Tuesday, January 15, 2013
Carroll County News
Want to create a character that will live for centuries? How about millennia? Want to create a character that will become a household word around the globe? Think it can’t be done? Watch.
Dracula. Frankenstein. Dr. Jekyll. The Phantom of the Opera. Heathcliff. Dorian Gray. Faust. The Headless Horseman. Rebecca. Superman. Spock. The Ghost of Christmas Past. Peter Pan. Aslan. Frodo. Ulysses. Beowulf.
Now what do all these characters have in common? They reside within works of horror and fantasy.
Literary writers are snobbish about genre fiction, even while admitting that great writers created some of their best work in stories with paranormal elements.
But good writing is good writing, and slop is slop, no matter the genre. A lot of the problem lies in the market-driven nature of book publishing, which wants to categorize and formulize into specific slots. It’s all about which section to shelve the book in Barnes and Noble. Genre is simply a marketing tool.
Psychologists say that our deepest, most elemental emotion is fear. And our deepest fear is of the unknown. That’s why the weirdly horrible tale as a literary form is ancient, and the oldest writing in every culture concerns the supernatural and the paranormal. “A literature of cosmic fear,” H.P.Lovecraft called it.
Of the elements of writing craft needed for horror and fantasy, two must be mastered to a high degree. These are character and setting. The stories may, or may not, have elaborate plots. It is setting, often neglected in traditional, mainstream fiction, which steps forward in horror as of prime importance. Why is this true? Because, from word one, a horror story must be building suspense. And suspense begins with that first tiny hint of something wrong beneath the surface.
Modern panderers to popular taste often substitute extreme gore for genuinely crafted setting. Anyone can slather blood over everything. It takes an Edgar Allen Poe to describe the House of Usher, now the icon for gothic horror settings.
But a familiar place can also be a setting for unknown horrors, as in Stephen King’s The Mist, which takes place in a supermarket.
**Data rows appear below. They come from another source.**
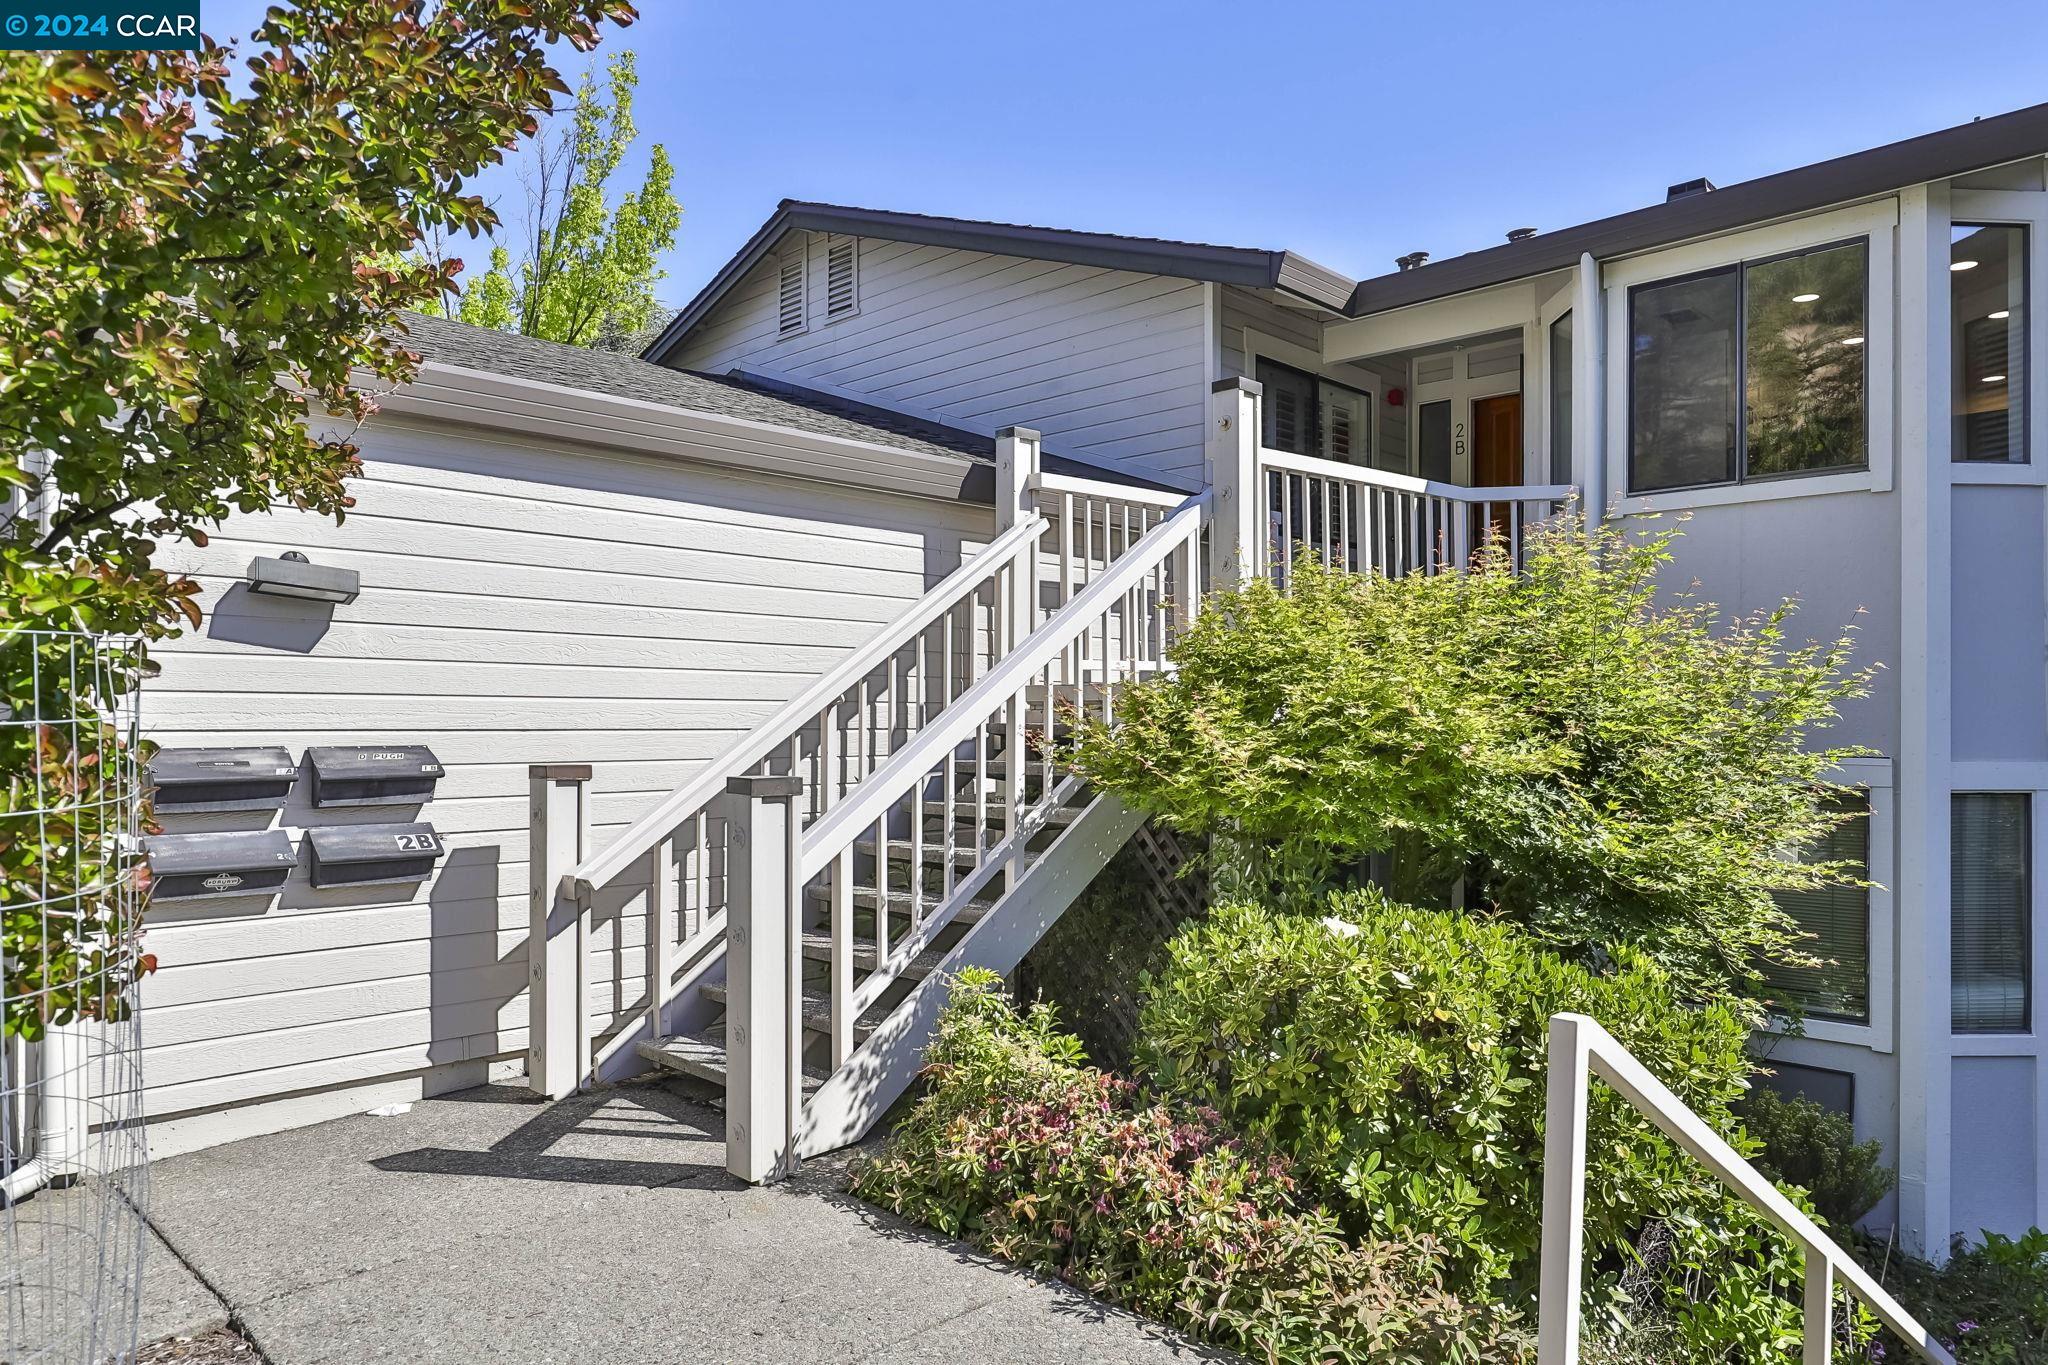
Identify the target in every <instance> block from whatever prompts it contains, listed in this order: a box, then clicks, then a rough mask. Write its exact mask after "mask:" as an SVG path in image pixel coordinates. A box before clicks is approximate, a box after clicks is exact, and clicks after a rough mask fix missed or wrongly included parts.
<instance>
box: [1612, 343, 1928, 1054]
mask: <svg viewBox="0 0 2048 1365" xmlns="http://www.w3.org/2000/svg"><path fill="white" fill-rule="evenodd" d="M1573 340H1577V338H1573ZM1829 778H1831V780H1835V782H1841V784H1843V786H1853V788H1862V790H1864V792H1866V794H1868V798H1870V866H1868V868H1866V870H1864V880H1866V882H1870V1021H1868V1023H1849V1021H1847V1019H1815V1017H1808V1019H1802V1021H1800V1025H1798V1031H1796V1033H1794V1031H1792V1029H1794V1025H1792V1021H1788V1019H1786V1017H1782V1015H1772V1017H1769V1021H1767V1023H1765V1031H1769V1033H1778V1036H1794V1038H1810V1040H1815V1042H1831V1044H1851V1046H1858V1048H1868V1050H1870V1052H1890V1050H1892V1046H1894V1042H1892V1040H1894V1025H1892V995H1894V990H1892V986H1894V972H1896V937H1898V907H1896V898H1894V894H1892V880H1894V876H1896V872H1894V866H1896V845H1898V812H1896V804H1894V792H1892V761H1890V759H1884V757H1860V759H1843V761H1841V763H1839V765H1837V769H1835V772H1833V774H1829Z"/></svg>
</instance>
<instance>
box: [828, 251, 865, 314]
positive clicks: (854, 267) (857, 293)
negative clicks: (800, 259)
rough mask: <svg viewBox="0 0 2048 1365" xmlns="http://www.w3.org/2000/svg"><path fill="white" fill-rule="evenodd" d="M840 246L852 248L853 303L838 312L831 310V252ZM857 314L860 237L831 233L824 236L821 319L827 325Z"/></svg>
mask: <svg viewBox="0 0 2048 1365" xmlns="http://www.w3.org/2000/svg"><path fill="white" fill-rule="evenodd" d="M842 246H844V248H850V250H852V260H854V291H852V299H854V303H852V307H846V309H840V311H838V313H834V311H831V254H834V252H836V250H840V248H842ZM858 315H860V237H850V235H846V233H831V235H829V237H825V309H823V321H825V323H827V325H829V323H836V321H844V319H848V317H858Z"/></svg>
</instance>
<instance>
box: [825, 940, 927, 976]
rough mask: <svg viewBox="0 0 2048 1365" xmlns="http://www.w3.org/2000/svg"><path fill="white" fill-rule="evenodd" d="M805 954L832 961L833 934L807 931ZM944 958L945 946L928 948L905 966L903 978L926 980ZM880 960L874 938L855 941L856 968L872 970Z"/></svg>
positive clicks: (871, 970) (903, 971)
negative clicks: (832, 939)
mask: <svg viewBox="0 0 2048 1365" xmlns="http://www.w3.org/2000/svg"><path fill="white" fill-rule="evenodd" d="M803 956H805V958H807V960H811V962H831V935H829V933H817V931H809V933H805V935H803ZM944 958H946V950H944V948H926V950H924V952H922V954H918V956H915V958H911V960H909V964H907V966H905V968H903V978H905V980H924V978H926V976H930V974H932V972H936V970H938V964H940V962H944ZM879 962H881V954H877V952H874V941H872V939H856V941H854V966H856V968H860V970H862V972H872V970H874V966H877V964H879Z"/></svg>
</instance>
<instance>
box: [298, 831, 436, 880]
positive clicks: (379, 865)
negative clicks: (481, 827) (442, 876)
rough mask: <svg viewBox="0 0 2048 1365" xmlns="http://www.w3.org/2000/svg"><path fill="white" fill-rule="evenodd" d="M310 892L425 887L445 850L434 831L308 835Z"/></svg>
mask: <svg viewBox="0 0 2048 1365" xmlns="http://www.w3.org/2000/svg"><path fill="white" fill-rule="evenodd" d="M305 837H307V841H309V843H311V845H313V886H322V888H326V886H385V884H389V882H424V880H426V878H428V876H432V874H434V862H436V860H438V857H440V853H442V849H444V847H446V845H444V843H442V841H440V835H436V833H434V827H432V825H424V823H422V825H342V827H336V829H309V831H305Z"/></svg>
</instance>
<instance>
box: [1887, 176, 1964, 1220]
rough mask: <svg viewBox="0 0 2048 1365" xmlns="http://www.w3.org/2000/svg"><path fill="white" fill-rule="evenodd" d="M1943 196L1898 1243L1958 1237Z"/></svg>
mask: <svg viewBox="0 0 2048 1365" xmlns="http://www.w3.org/2000/svg"><path fill="white" fill-rule="evenodd" d="M1948 235H1950V205H1948V188H1946V186H1915V188H1909V190H1903V192H1901V196H1898V460H1896V479H1898V540H1901V565H1898V589H1901V591H1898V606H1901V612H1898V618H1901V620H1898V663H1901V667H1898V673H1896V675H1898V755H1896V757H1898V767H1896V782H1898V786H1896V806H1898V868H1896V876H1894V880H1896V896H1894V907H1896V921H1898V952H1896V958H1894V962H1898V964H1911V968H1907V970H1901V972H1898V980H1896V990H1898V1015H1896V1017H1898V1031H1896V1048H1898V1238H1901V1242H1903V1244H1905V1248H1907V1250H1909V1252H1913V1254H1917V1257H1929V1259H1935V1261H1946V1259H1948V1240H1950V1232H1952V1226H1950V1216H1952V1207H1950V1203H1952V1201H1950V1160H1952V1158H1950V1124H1952V1121H1954V1115H1952V1111H1950V1109H1952V1081H1950V1070H1952V1060H1950V1052H1952V1033H1954V1029H1952V1021H1950V866H1948V864H1950V847H1948V839H1950V825H1948V823H1950V659H1952V649H1950V573H1952V563H1954V561H1952V555H1950V538H1952V522H1950V413H1948V407H1950V317H1948Z"/></svg>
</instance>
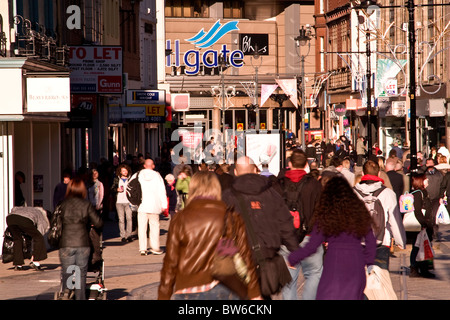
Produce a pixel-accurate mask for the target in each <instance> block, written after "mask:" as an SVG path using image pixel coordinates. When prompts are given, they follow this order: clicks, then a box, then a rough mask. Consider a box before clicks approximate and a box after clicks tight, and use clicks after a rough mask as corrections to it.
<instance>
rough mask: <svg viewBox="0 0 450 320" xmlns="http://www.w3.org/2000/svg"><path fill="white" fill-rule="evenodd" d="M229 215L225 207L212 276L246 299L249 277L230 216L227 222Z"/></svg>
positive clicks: (244, 298)
mask: <svg viewBox="0 0 450 320" xmlns="http://www.w3.org/2000/svg"><path fill="white" fill-rule="evenodd" d="M229 216H231V213H230V210H228V209H227V211H226V213H225V218H224V226H223V231H222V237H221V238H220V239H219V242H218V243H217V247H216V251H215V255H214V259H213V265H212V276H213V278H214V279H216V280H219V281H220V282H221V283H222V284H223V285H225V286H226V287H227V288H228V289H230V290H231V291H233V292H234V293H236V294H237V295H238V296H239V297H240V298H241V299H248V288H247V285H248V283H249V278H248V273H247V266H246V265H245V263H244V261H243V259H242V257H241V256H240V254H239V249H238V247H237V246H236V244H235V242H234V239H235V238H236V232H235V228H234V223H233V220H232V217H231V222H229V219H228V218H229ZM230 225H231V228H232V230H231V235H232V236H231V238H228V237H227V229H228V227H229V226H230Z"/></svg>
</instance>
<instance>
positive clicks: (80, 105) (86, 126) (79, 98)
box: [66, 94, 97, 128]
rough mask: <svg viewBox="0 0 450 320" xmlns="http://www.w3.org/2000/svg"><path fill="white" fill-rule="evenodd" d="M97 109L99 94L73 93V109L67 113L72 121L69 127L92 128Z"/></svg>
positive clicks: (68, 122) (67, 127)
mask: <svg viewBox="0 0 450 320" xmlns="http://www.w3.org/2000/svg"><path fill="white" fill-rule="evenodd" d="M96 111H97V96H96V95H95V94H73V95H71V110H70V112H69V113H68V114H67V116H68V117H69V119H70V121H69V122H68V123H66V127H67V128H92V117H93V116H94V115H95V113H96Z"/></svg>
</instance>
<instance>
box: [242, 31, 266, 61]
mask: <svg viewBox="0 0 450 320" xmlns="http://www.w3.org/2000/svg"><path fill="white" fill-rule="evenodd" d="M239 43H240V48H241V51H242V52H243V53H244V55H253V54H254V53H255V50H256V48H258V54H259V55H261V56H267V55H269V35H268V34H267V33H266V34H263V33H240V34H239Z"/></svg>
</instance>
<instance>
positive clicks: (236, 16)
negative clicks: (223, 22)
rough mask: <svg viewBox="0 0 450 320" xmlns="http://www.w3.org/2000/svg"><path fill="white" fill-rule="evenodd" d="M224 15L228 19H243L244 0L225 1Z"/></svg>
mask: <svg viewBox="0 0 450 320" xmlns="http://www.w3.org/2000/svg"><path fill="white" fill-rule="evenodd" d="M223 17H224V18H228V19H230V18H231V19H242V18H243V17H244V1H239V0H225V1H223Z"/></svg>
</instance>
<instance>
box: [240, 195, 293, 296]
mask: <svg viewBox="0 0 450 320" xmlns="http://www.w3.org/2000/svg"><path fill="white" fill-rule="evenodd" d="M232 190H233V193H234V194H235V195H236V197H237V199H238V200H239V207H240V208H241V214H242V217H243V218H244V221H245V224H246V226H247V230H248V233H249V236H250V243H251V245H252V249H253V252H254V254H255V257H256V265H257V267H258V268H257V270H258V272H259V286H260V290H261V295H262V296H263V297H270V296H271V295H273V294H277V293H279V292H280V291H281V289H282V288H283V287H284V286H285V285H287V284H288V283H290V282H291V281H292V276H291V273H290V272H289V269H288V267H287V265H286V262H285V260H284V258H283V257H282V256H281V255H279V254H278V253H276V254H275V256H273V257H271V258H264V257H263V254H262V252H261V245H260V244H259V241H258V240H257V237H256V234H255V231H254V230H253V226H252V223H251V220H250V217H249V215H248V212H247V207H246V206H245V203H244V200H243V198H242V195H241V194H239V193H237V192H236V191H235V190H234V189H233V188H232Z"/></svg>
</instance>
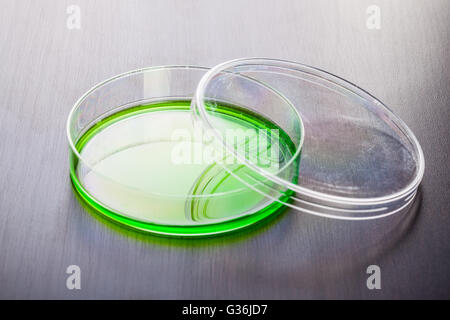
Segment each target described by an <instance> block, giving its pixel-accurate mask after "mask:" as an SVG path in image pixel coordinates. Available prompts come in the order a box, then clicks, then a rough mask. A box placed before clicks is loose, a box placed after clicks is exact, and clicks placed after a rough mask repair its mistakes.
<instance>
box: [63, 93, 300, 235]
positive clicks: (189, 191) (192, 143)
mask: <svg viewBox="0 0 450 320" xmlns="http://www.w3.org/2000/svg"><path fill="white" fill-rule="evenodd" d="M214 113H215V115H216V117H215V118H214V119H215V123H214V125H215V127H222V128H229V129H244V130H247V129H258V130H261V129H262V130H271V131H274V130H276V132H278V133H279V137H278V139H277V140H276V141H277V150H278V152H279V154H280V155H281V158H280V157H279V158H277V161H280V159H282V160H281V162H283V161H284V160H287V159H289V158H290V157H291V156H292V154H293V153H294V150H295V147H294V145H293V143H292V142H291V141H290V140H289V138H288V136H287V135H286V134H285V133H284V132H283V131H282V130H281V129H280V128H278V127H277V126H276V125H275V124H273V123H272V122H270V121H268V120H266V119H264V118H262V117H260V116H258V115H256V114H250V113H248V112H244V111H243V110H242V109H239V108H237V107H233V106H224V105H219V106H217V105H216V106H215V107H214ZM196 130H197V128H195V127H194V126H193V122H192V118H191V111H190V101H169V102H164V103H155V104H149V105H141V106H137V107H132V108H129V109H126V110H122V111H120V112H117V113H115V114H113V115H111V116H108V117H107V118H104V119H103V120H101V121H100V122H98V123H96V124H95V125H93V126H92V127H91V128H89V130H87V131H86V132H85V133H84V134H83V135H82V136H81V138H80V139H78V142H77V144H76V148H77V150H78V151H79V153H80V154H81V157H82V158H83V159H84V161H86V162H87V163H89V164H90V166H89V167H88V166H86V165H84V162H82V161H79V160H78V158H77V157H76V156H75V155H74V154H72V155H71V178H72V181H73V184H74V186H75V189H76V190H77V191H78V193H79V194H80V195H81V196H82V198H83V199H84V200H86V201H87V203H88V204H89V205H90V206H92V207H93V208H94V209H96V210H97V211H99V212H100V213H102V214H104V215H106V216H107V217H109V218H111V219H113V220H115V221H117V222H120V223H122V224H125V225H127V226H130V227H133V228H137V229H141V230H145V231H150V232H154V233H159V234H165V235H180V236H181V235H183V236H199V235H210V234H217V233H222V232H227V231H231V230H236V229H240V228H243V227H245V226H248V225H251V224H254V223H255V222H258V221H260V220H262V219H264V218H265V217H267V216H269V215H271V214H273V213H275V212H277V211H278V210H279V209H280V208H281V207H282V204H281V203H279V202H276V201H273V200H270V199H268V198H267V197H265V196H263V195H261V194H260V193H258V192H257V191H254V190H253V189H251V188H249V187H247V186H246V185H245V184H244V183H242V182H241V181H239V179H236V178H235V177H234V176H233V175H231V174H230V173H229V172H227V171H226V170H225V169H224V168H223V167H222V165H220V164H217V163H215V162H211V161H210V162H208V161H204V159H203V154H204V150H207V148H211V143H210V142H208V141H204V140H202V139H201V138H198V136H196V133H197V132H196ZM174 132H178V133H180V134H179V135H174ZM254 141H256V136H250V137H249V139H247V140H246V143H247V144H248V145H246V148H247V149H248V150H250V153H251V152H252V150H253V149H254V146H253V145H252V143H253V142H254ZM180 142H182V143H184V144H180ZM186 147H188V148H186ZM216 149H217V146H214V145H213V150H216ZM186 150H188V151H189V152H186ZM177 151H184V152H181V153H180V152H177ZM180 154H181V158H180V159H181V160H182V161H180V159H178V160H176V161H174V158H175V157H178V156H180ZM199 154H200V157H199ZM267 155H268V153H267V154H266V153H265V152H264V150H263V152H259V156H262V157H263V158H268V157H267ZM175 159H176V158H175ZM199 159H200V161H199ZM265 160H267V159H265ZM269 162H270V161H269ZM280 164H281V165H282V164H283V163H280ZM277 165H278V163H277ZM227 167H228V168H229V169H230V170H231V171H232V172H233V173H234V174H237V175H238V176H239V177H240V178H241V179H244V181H246V182H250V183H252V184H253V183H256V182H255V181H252V180H251V175H252V173H251V172H250V170H249V169H248V168H246V167H245V166H243V165H240V164H237V163H232V164H227ZM275 169H276V168H275ZM275 169H274V170H275ZM291 172H292V173H290V172H288V173H287V174H290V177H291V178H292V181H294V180H295V179H296V176H295V174H294V172H296V170H295V168H294V169H293V170H292V171H291ZM257 182H258V181H257ZM259 182H260V181H259ZM265 188H270V185H269V186H265ZM265 192H267V191H266V190H265ZM276 194H277V198H279V197H280V194H279V193H276ZM290 195H291V194H290V193H286V194H285V195H282V198H285V199H281V200H282V201H286V199H287V198H288V197H289V196H290Z"/></svg>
Carnivals and clowns, once symbols of innocence and fun, have been used so much in horror that there is now an underlying sinister message in their appearance. But if you take an ordinary place that we all know, a ranch-style house, a furniture store, and thrown in some foreshadowing, some subtle insinuations that something is off, you can touch that deep place in all of us that knows that danger–that cosmic fear–lurks just under the surface of normal experience. Literary critic Douglas Winter says, “An effective horror writer embraces the ordinary, so that the extraordinary will be heightened.”
The second critical element in writing horror and fantasy: characters. As Dean Koontz said, “Suspense in fiction results primarily from the reader’s identification with and concern about lead characters who are complex, convincing, and appealing.” While Stephen King says that we must love the people for horror to be possible.
In many ways, creating a believable paranormal character, a Dracula, a Frodo, is harder because they are, well, unbelievable. You are asking the reader to suspend disbelief to a more heightened degree than if he were reading about a normal human being.
Often characters in horror and fantasy are only two-dimensional. Stereotypes. Archetypes. That’s why I asked Gini Koch, creator of the Alien series, to teach two workshops on character development at the Horror/Fantasy conference this month in Eureka Springs. The short answer here, though, is that you use the same techniques you would use to create characters in any story. Show the reader what drives the character. What is his yearning? Reveal him through his actions, his dialogue, his reactions.
Learn the craft and take the time to create a realistic character for your horror or fantasy story. After all, he may live for a thousand years.